140字では書けない

アラサー異常独身男性

2011年(1)

10年前の今頃は高校卒業直後で、大学の後期試験に向けて風邪をこじらせながら過去問を解いていた。

震災翌日が後期試験だった。
体調不良でとても会場まで向かえない、という判断を私がしたのか両親がしたのかはっきり覚えていない。とにかく、当日は父親の運転で名古屋駅前の後期試験会場まで連れて行ってもらった。
我ながら、なんと優しい両親だろう。

高熱で朦朧としながら、車中のラジオで淡々と流れる被害報告を聞いた。
自分は歴史の生き証人になってしまったのだと思った。

こんなタイミングで、自分はわざわざ受かった地方公立大学を辞退した。
震災の年に私は予備校で浪人をすることになった。

生活の基盤を奪われた人々をモニター越しに眺めながら、俺には俺の拘りがあるんだと言い聞かせた。
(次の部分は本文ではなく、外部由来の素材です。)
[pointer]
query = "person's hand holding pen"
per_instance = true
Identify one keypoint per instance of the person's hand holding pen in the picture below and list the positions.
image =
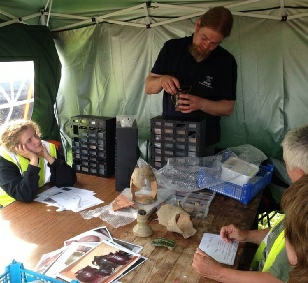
(231, 232)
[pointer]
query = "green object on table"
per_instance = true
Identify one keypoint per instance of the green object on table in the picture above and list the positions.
(164, 242)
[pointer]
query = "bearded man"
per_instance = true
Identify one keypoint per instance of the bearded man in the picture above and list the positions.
(198, 63)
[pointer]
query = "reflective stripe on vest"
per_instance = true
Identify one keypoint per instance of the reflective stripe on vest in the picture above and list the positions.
(277, 247)
(23, 163)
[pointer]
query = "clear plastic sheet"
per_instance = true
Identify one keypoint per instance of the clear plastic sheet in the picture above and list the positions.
(182, 175)
(191, 174)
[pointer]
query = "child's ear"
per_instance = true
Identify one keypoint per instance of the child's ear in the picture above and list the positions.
(198, 24)
(299, 172)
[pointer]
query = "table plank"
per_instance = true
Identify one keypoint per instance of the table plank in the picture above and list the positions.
(30, 230)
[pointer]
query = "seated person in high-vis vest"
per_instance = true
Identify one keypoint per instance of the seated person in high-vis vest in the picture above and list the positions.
(270, 263)
(294, 204)
(27, 163)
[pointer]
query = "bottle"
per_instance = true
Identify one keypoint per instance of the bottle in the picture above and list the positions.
(142, 228)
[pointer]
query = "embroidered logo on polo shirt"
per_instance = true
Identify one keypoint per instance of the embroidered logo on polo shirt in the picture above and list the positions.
(207, 82)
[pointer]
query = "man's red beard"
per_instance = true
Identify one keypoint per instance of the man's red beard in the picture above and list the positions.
(197, 54)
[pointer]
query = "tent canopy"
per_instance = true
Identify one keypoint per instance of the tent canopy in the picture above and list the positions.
(69, 14)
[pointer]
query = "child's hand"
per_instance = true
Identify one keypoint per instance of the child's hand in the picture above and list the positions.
(23, 151)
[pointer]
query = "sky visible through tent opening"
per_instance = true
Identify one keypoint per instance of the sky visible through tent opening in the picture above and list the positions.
(16, 90)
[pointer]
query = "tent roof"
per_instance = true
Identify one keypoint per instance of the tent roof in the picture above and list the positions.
(69, 14)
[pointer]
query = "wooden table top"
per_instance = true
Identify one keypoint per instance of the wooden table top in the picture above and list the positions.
(29, 230)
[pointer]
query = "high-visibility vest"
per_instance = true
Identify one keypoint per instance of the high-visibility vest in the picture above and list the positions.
(22, 163)
(278, 246)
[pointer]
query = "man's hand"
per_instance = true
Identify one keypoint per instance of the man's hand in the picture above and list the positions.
(188, 103)
(231, 232)
(170, 84)
(206, 266)
(154, 83)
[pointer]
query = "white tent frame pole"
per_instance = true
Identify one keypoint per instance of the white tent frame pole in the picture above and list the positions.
(69, 16)
(252, 15)
(88, 20)
(20, 20)
(49, 11)
(146, 11)
(7, 14)
(298, 16)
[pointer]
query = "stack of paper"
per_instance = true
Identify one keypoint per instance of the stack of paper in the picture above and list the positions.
(69, 198)
(217, 248)
(94, 250)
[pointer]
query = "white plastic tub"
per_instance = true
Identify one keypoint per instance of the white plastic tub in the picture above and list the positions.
(238, 171)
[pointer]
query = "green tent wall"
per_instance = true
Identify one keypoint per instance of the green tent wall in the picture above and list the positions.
(106, 57)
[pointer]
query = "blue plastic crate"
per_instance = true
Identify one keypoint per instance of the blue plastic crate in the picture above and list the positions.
(248, 191)
(15, 273)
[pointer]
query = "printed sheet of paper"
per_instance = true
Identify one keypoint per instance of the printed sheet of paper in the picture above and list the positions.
(69, 198)
(217, 248)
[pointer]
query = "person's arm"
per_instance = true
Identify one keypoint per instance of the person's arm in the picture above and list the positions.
(230, 232)
(154, 83)
(189, 103)
(22, 188)
(207, 267)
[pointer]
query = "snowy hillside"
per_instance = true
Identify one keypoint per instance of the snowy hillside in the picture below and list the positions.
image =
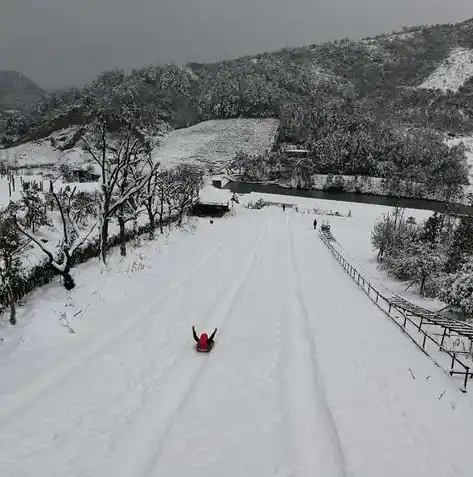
(453, 73)
(210, 143)
(215, 143)
(307, 376)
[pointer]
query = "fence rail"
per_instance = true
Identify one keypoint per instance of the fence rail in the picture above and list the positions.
(452, 361)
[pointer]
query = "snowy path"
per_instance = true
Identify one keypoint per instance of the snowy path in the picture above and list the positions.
(307, 377)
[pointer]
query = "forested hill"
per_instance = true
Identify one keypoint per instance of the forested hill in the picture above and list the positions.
(371, 100)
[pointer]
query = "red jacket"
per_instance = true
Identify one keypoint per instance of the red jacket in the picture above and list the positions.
(204, 343)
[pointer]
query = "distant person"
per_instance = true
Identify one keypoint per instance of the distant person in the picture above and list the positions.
(204, 342)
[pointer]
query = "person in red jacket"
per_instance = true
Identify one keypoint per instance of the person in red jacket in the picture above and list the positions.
(204, 343)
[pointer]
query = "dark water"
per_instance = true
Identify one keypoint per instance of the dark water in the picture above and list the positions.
(435, 206)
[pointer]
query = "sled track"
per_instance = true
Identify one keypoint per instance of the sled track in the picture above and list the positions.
(180, 381)
(39, 388)
(315, 416)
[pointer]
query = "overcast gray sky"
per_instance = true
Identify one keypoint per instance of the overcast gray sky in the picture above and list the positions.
(67, 42)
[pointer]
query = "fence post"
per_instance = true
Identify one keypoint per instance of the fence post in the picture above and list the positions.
(467, 370)
(443, 339)
(453, 363)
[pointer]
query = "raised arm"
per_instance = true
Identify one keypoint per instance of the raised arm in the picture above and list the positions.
(212, 336)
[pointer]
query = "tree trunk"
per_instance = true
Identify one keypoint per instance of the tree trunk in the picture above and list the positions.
(152, 221)
(161, 215)
(422, 285)
(69, 283)
(11, 299)
(104, 240)
(121, 224)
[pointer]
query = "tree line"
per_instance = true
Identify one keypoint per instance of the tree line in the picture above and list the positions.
(435, 256)
(132, 188)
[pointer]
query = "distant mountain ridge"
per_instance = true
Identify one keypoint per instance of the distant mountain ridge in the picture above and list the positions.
(17, 91)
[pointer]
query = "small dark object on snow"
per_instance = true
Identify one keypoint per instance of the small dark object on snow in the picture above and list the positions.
(204, 343)
(68, 282)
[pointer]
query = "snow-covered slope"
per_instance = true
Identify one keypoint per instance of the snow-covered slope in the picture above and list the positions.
(215, 143)
(210, 143)
(453, 73)
(307, 376)
(43, 153)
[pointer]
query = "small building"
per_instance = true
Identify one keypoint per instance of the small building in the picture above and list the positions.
(82, 175)
(292, 150)
(210, 209)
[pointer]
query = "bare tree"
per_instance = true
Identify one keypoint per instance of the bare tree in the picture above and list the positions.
(11, 245)
(116, 159)
(72, 237)
(187, 181)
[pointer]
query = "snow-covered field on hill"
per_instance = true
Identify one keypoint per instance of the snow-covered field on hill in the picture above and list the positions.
(215, 143)
(468, 143)
(210, 143)
(452, 74)
(307, 376)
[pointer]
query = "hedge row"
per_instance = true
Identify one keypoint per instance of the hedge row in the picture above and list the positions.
(44, 273)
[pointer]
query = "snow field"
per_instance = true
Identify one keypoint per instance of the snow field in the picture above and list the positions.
(453, 73)
(307, 376)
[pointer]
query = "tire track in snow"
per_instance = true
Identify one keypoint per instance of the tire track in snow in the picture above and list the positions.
(10, 406)
(180, 379)
(317, 447)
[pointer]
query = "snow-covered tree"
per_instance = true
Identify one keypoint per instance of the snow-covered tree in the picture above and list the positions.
(119, 157)
(390, 232)
(11, 245)
(35, 206)
(73, 237)
(417, 262)
(461, 247)
(186, 183)
(457, 289)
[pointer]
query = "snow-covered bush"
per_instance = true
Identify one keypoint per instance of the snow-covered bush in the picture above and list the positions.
(420, 263)
(457, 289)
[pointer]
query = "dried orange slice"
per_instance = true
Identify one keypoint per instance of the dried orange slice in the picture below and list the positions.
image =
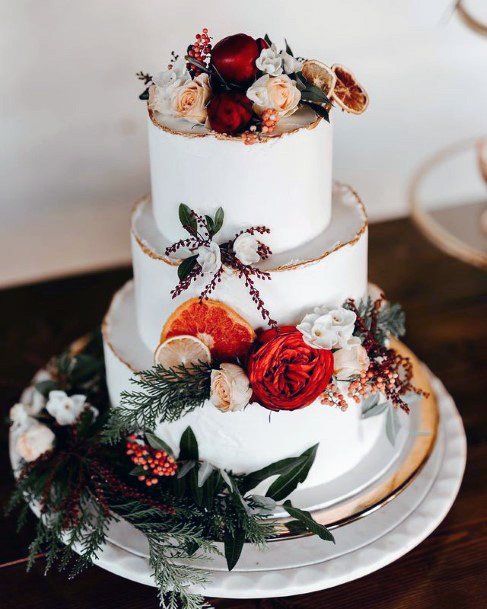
(348, 92)
(227, 335)
(319, 75)
(182, 350)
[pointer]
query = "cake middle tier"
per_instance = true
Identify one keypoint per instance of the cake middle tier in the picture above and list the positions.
(283, 182)
(326, 271)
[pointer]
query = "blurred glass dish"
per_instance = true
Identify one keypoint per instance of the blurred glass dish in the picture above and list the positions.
(448, 200)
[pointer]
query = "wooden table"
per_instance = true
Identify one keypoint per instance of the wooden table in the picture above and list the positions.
(445, 301)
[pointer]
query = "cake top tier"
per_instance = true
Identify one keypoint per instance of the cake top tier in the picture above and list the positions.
(244, 87)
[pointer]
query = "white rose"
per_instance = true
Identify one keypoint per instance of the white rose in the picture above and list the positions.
(278, 92)
(327, 327)
(246, 248)
(165, 85)
(65, 409)
(230, 388)
(34, 442)
(289, 63)
(32, 400)
(350, 360)
(269, 61)
(189, 100)
(209, 258)
(19, 417)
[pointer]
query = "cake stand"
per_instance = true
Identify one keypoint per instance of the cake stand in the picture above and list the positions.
(370, 540)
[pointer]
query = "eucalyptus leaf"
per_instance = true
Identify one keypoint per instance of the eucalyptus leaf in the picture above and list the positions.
(287, 482)
(251, 480)
(188, 446)
(186, 266)
(204, 472)
(393, 424)
(233, 543)
(186, 467)
(187, 219)
(158, 444)
(308, 522)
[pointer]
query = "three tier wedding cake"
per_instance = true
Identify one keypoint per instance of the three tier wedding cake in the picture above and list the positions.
(249, 376)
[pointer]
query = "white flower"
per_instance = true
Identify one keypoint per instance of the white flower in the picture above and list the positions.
(230, 388)
(289, 63)
(327, 327)
(19, 416)
(269, 61)
(277, 92)
(34, 442)
(209, 258)
(190, 99)
(246, 248)
(65, 409)
(351, 359)
(165, 85)
(32, 400)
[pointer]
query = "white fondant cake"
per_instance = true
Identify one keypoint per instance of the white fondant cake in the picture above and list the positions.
(252, 438)
(290, 189)
(327, 270)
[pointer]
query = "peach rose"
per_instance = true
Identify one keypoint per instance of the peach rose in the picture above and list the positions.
(189, 101)
(277, 92)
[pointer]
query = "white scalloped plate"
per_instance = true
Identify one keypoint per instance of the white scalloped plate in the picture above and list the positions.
(307, 564)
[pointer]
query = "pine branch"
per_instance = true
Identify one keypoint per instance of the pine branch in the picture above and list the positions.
(168, 394)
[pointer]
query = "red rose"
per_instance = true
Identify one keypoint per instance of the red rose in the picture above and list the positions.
(229, 112)
(234, 58)
(285, 373)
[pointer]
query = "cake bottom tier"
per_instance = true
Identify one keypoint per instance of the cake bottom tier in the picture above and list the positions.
(250, 439)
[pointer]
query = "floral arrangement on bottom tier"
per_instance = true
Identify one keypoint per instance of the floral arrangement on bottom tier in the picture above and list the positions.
(84, 466)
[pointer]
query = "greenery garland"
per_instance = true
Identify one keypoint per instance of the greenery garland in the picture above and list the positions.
(86, 481)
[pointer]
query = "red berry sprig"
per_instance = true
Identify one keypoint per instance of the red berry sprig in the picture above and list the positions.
(199, 50)
(155, 463)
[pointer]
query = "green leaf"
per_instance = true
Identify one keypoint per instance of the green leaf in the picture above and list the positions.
(187, 219)
(320, 111)
(233, 543)
(308, 522)
(157, 443)
(218, 222)
(188, 446)
(251, 480)
(210, 224)
(393, 424)
(287, 482)
(186, 467)
(186, 266)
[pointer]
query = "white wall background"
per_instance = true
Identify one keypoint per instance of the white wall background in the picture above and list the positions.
(73, 154)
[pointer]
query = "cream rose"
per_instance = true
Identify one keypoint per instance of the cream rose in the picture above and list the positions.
(34, 442)
(246, 248)
(351, 360)
(278, 92)
(189, 101)
(230, 388)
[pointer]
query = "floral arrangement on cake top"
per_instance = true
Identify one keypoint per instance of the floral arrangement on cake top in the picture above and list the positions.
(242, 85)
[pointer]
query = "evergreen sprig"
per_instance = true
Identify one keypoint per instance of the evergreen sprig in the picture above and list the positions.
(167, 395)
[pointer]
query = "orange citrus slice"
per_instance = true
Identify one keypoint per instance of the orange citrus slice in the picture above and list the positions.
(227, 335)
(319, 75)
(348, 92)
(182, 350)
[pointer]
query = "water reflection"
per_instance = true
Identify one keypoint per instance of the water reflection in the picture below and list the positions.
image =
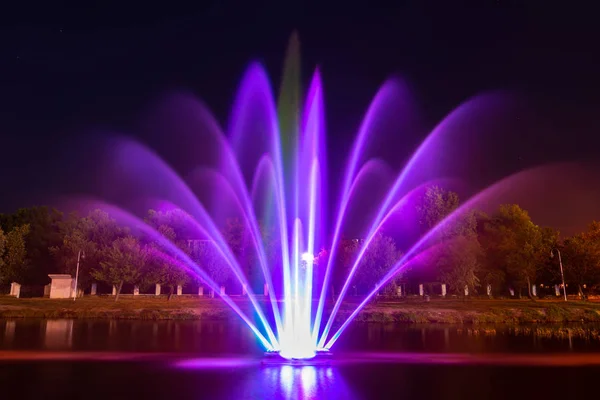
(215, 338)
(58, 334)
(292, 382)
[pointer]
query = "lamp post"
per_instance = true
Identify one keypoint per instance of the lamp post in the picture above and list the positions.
(80, 255)
(561, 271)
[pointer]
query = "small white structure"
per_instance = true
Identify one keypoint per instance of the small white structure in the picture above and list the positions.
(61, 286)
(58, 334)
(15, 289)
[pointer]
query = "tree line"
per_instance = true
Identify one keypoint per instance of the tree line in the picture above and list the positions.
(505, 251)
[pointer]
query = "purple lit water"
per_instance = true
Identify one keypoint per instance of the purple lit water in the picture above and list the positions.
(100, 359)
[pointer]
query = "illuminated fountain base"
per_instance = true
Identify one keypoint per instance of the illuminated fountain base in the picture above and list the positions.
(322, 357)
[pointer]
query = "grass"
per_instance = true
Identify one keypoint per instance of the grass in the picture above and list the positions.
(445, 311)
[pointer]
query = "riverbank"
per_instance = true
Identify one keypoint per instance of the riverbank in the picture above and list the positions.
(450, 311)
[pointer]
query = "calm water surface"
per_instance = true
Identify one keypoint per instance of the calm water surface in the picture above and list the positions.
(221, 360)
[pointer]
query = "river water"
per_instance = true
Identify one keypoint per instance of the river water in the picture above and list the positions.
(101, 359)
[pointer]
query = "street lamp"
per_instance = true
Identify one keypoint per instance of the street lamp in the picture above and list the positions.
(80, 255)
(561, 271)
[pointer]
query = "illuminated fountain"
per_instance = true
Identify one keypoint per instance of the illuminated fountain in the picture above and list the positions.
(288, 186)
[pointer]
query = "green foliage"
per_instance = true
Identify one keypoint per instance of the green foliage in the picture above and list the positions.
(582, 257)
(92, 235)
(172, 225)
(44, 232)
(458, 263)
(380, 256)
(455, 253)
(520, 245)
(13, 254)
(212, 261)
(437, 204)
(125, 261)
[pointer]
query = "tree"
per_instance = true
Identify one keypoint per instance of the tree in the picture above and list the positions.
(13, 254)
(521, 245)
(212, 262)
(455, 253)
(380, 256)
(458, 263)
(161, 270)
(92, 235)
(44, 232)
(124, 261)
(582, 257)
(437, 203)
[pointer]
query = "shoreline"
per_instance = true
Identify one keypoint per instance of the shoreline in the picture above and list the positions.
(409, 311)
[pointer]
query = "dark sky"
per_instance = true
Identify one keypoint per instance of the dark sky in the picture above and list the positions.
(65, 68)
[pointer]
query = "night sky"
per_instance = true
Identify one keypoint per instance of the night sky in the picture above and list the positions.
(66, 69)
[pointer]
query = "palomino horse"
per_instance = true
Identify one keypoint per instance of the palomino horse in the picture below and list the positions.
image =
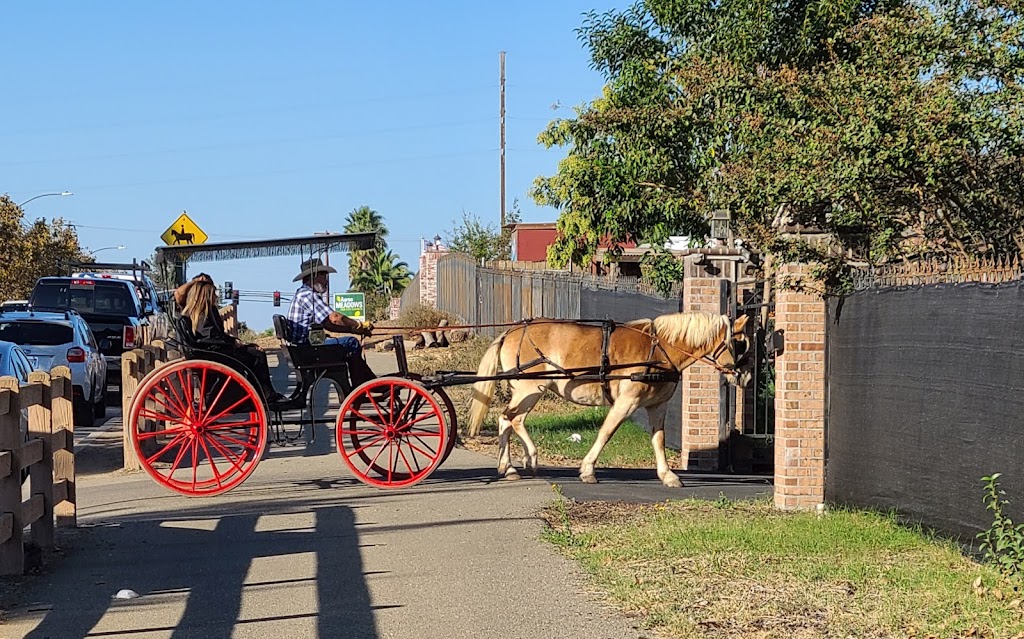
(560, 349)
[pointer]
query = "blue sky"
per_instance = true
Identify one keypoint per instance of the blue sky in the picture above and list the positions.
(267, 119)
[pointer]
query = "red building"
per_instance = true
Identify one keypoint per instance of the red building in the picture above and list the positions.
(530, 241)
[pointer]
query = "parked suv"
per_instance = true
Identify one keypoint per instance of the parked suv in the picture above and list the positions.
(52, 338)
(137, 273)
(14, 364)
(111, 307)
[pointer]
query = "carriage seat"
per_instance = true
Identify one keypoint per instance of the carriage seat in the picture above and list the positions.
(306, 356)
(188, 341)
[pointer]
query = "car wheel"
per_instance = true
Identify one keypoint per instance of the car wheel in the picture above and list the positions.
(84, 415)
(99, 406)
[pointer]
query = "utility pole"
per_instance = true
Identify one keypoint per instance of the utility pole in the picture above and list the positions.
(502, 119)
震災を思い、勉強できる身分に感謝しなければならないと思っていた。
勉強できない人の分まで思い切りやってやるつもりで、実際やったつもりだった。当時の行動に後悔はない。

ただ、惜しいことに被災地について極めて表層的な情報しかインプットしていなかった。

今思えば、きっかけが野次馬根性でも良いから被災地に行き、ささやかなお手伝いでもすれば良かったと思っている。

労働力としては非力でも、同時代に生きた人間として震災の現実を目の当たりにし、触れて、感じて、メディアに濾過されない生臭い現実を伝えていくことが、被災地外の平凡な人間ができる重要な役割だと思うからだ。